Danny had a point. Not about the whole new-world-order bullshit, but the fact that the privileged and the elite had access to things that regular people didn’t. She wasn’t naïve about the way the life worked, especially when it came to crime—the one person with the best political connections and the best lawyer, sadly, had the chips stacked in their favor. But when it came to carrier blood and whatever chemical cocktail worked—if there actually was one—so much was still unknown because the whole process had all been driven underground, made illegal. Younger carriers had blood that was “fresher” and, it was believed, more powerful and longer lasting—which was why kids were being abducted in record numbers not only in California but across the country, imprisoned and forced to live out their lives like golden geese.

  At least that was the operating theory. No one had ever found or seen one of these mythical “blood farms,” as they had been dubbed by the media, so no one knew for sure if they existed. The blood world in LA consisted of two main factions: Armenian Power X was a cartel that, on the surface, seemed more organized than the second faction, the Mexicans, who seemed to favor draining and dumping carriers.

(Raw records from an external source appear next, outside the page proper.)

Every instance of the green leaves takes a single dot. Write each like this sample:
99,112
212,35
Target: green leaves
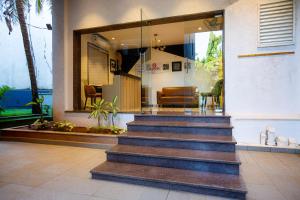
3,90
99,108
102,108
113,106
36,102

  “The blood I’d want to try,” Danny said, “is Pandora.”

  You and everyone else, Ellie thought.

  “Bye-bye, wrinkles and belly; hello, smoother and tighter skin, thicker hair, more muscle tone, and less body fat. But wait—there’s more! Order now, and we’ll throw in, free of charge, the most intense orgasms you will ever experience in your entire life.”

  “If Pandora actually exists,” Ellie said.

  “Blood Unit believes it does.”

  “But there’s no proof. No sample has ever been found, and no one has ever been caught using it. For all we know, we could be chasing a unicorn.”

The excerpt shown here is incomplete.